Credit: Newsday / Jeffrey Basinger

Sen. Chuck Schumer called Friday on the U.S. Department of Defense to reimburse Suffolk County and the Suffolk County Water Authority nearly $5 million in costs to clean up contamination stemming from Gabreski Air National Guard Base in Westhampton Beach.

“I am here to give a message to DOD: Pay up,” Schumer (D-N.Y.) said at a news conference in Hauppauge, standing with Suffolk County Executive Steve Bellone and officials with the Suffolk County Water Authority — all of whom said the Defense Department is responsible for the costs.

Negotiations between the water authority and federal officials to cover cleanup, hook-ups of private wells to the public system and treatment over five years were put on hold for review earlier this year by the Defense Department, according to an email the agency sent to the water authority in May.

The state Department of Environmental Conservation added the 89-acre defense facility to the state Superfund list in September 2016 after sampling of water supplies near the base detected perfluorooctanesulfonic acid, or PFOS, which was part of a liquid foam that firefighters used at the air base to practice putting out airplane fires. Perfluorooctanoic acid, or PFOA, is another such compound.

The Suffolk County Water Authority began hooking up the first of 57 homes the month they were discovered and also treated four wells to remove PFOS and PFOA, which do not break down easily in water.

The chemicals can affect the immune system and fetal health and development, as well as cause liver damage, cancer and thyroid problems, according to the U.S. Environmental Protection Agency.

At the time, state and county officials said the Air National Guard would pay for costs to hook up about a dozen homes where detections exceeded limits contained in a federal health advisory.

The DEC, meanwhile, wanted all the homes connected swiftly. The state agency said it would cover those costs and seek to recoup them from federal officials under the Superfund law.

Earlier this week, in response to questions from Newsday, an Air Force public affairs officer said in a statement that the Air National Guard would be able to renew talks about mitigating sites with elevated levels of PFOS and PFOA.

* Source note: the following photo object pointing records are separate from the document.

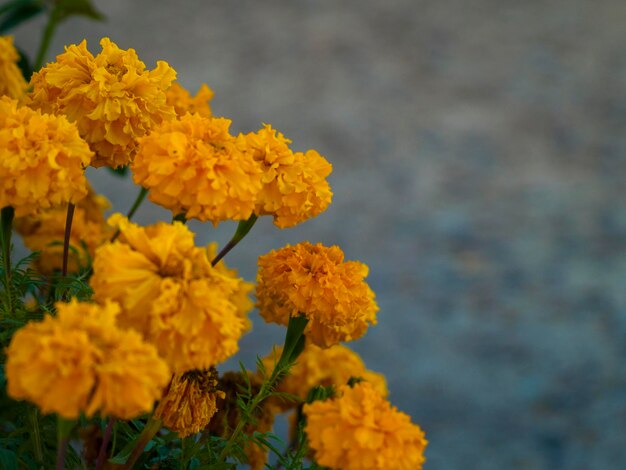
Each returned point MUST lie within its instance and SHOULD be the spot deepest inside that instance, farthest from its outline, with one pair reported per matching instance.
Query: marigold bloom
(112, 98)
(170, 293)
(325, 367)
(12, 81)
(44, 232)
(188, 404)
(313, 280)
(184, 103)
(294, 184)
(80, 362)
(42, 159)
(193, 166)
(360, 429)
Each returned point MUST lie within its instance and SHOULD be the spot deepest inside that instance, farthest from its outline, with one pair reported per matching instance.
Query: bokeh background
(479, 153)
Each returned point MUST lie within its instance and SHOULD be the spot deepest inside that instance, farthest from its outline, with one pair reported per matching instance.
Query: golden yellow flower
(184, 103)
(81, 362)
(193, 166)
(188, 404)
(294, 184)
(313, 280)
(360, 429)
(42, 160)
(44, 232)
(229, 414)
(112, 98)
(170, 293)
(12, 81)
(316, 366)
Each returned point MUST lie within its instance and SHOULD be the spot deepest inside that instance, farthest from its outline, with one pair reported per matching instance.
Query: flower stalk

The statement said that only would apply to “future mitigation activities; reimbursement for past expenditures is not authorized.”

So far, the water authority has spent about $3.15 million and faces about $1.72 million in future costs, Schumer’s office said Friday.

Schumer urged the Air Force, National Guard Bureau and the Defense Department to immediately negotiate payment for all costs that Suffolk County and the water authority have incurred related to the contamination, including the earlier expenses.

The Defense Department’s current stance “suggests that the feds are trying to back out of their commitment,” Schumer said. “They made a commitment . . . They said, ‘We will pay. You just clean it up’ . . . And now they are trying to back out of it and to that end we say ‘No way.’ ”

The National Guard Bureau, in an Aug. 17, 2016 letter, accepted Gabreski as the source of the contamination and told health and water authority officials that the Air Force and National Guard will “work with you to ensure that safe, alternative drinking water is provided to private well owners and customers of SCWA.”

Jim Gaughran, chairman of the Suffolk County Water Authority board, said if the water authority is not reimbursed, the costs probably would pass to ratepayers.

Gaughran said that “really is not fair. This is not a problem they caused.”

Rep. Lee Zeldin, through a spokesman, called the situation “unacceptable” and said he will pursue reimbursement.

In May, Zeldin (R-Shirley) urged the Air Force to commit funding, saying that work had begun at the water authority’s expense because of the Air National Guard’s “prior willingness to reimburse them.”

“SCWA was in the final stages of negotiations with the [Air National Guard], projecting this project to total around $4.9 million over five years, when the suspension order was issued,” he wrote then to the acting secretary of the Air Force and the chief of the National Guard Bureau.

Shortly after the contamination was discovered in September 2016, Zeldin wrote leaders of the Defense Department and Air National Guard, calling for the Defense Department to assume costs associated with connecting homes with private wells to the public water supply.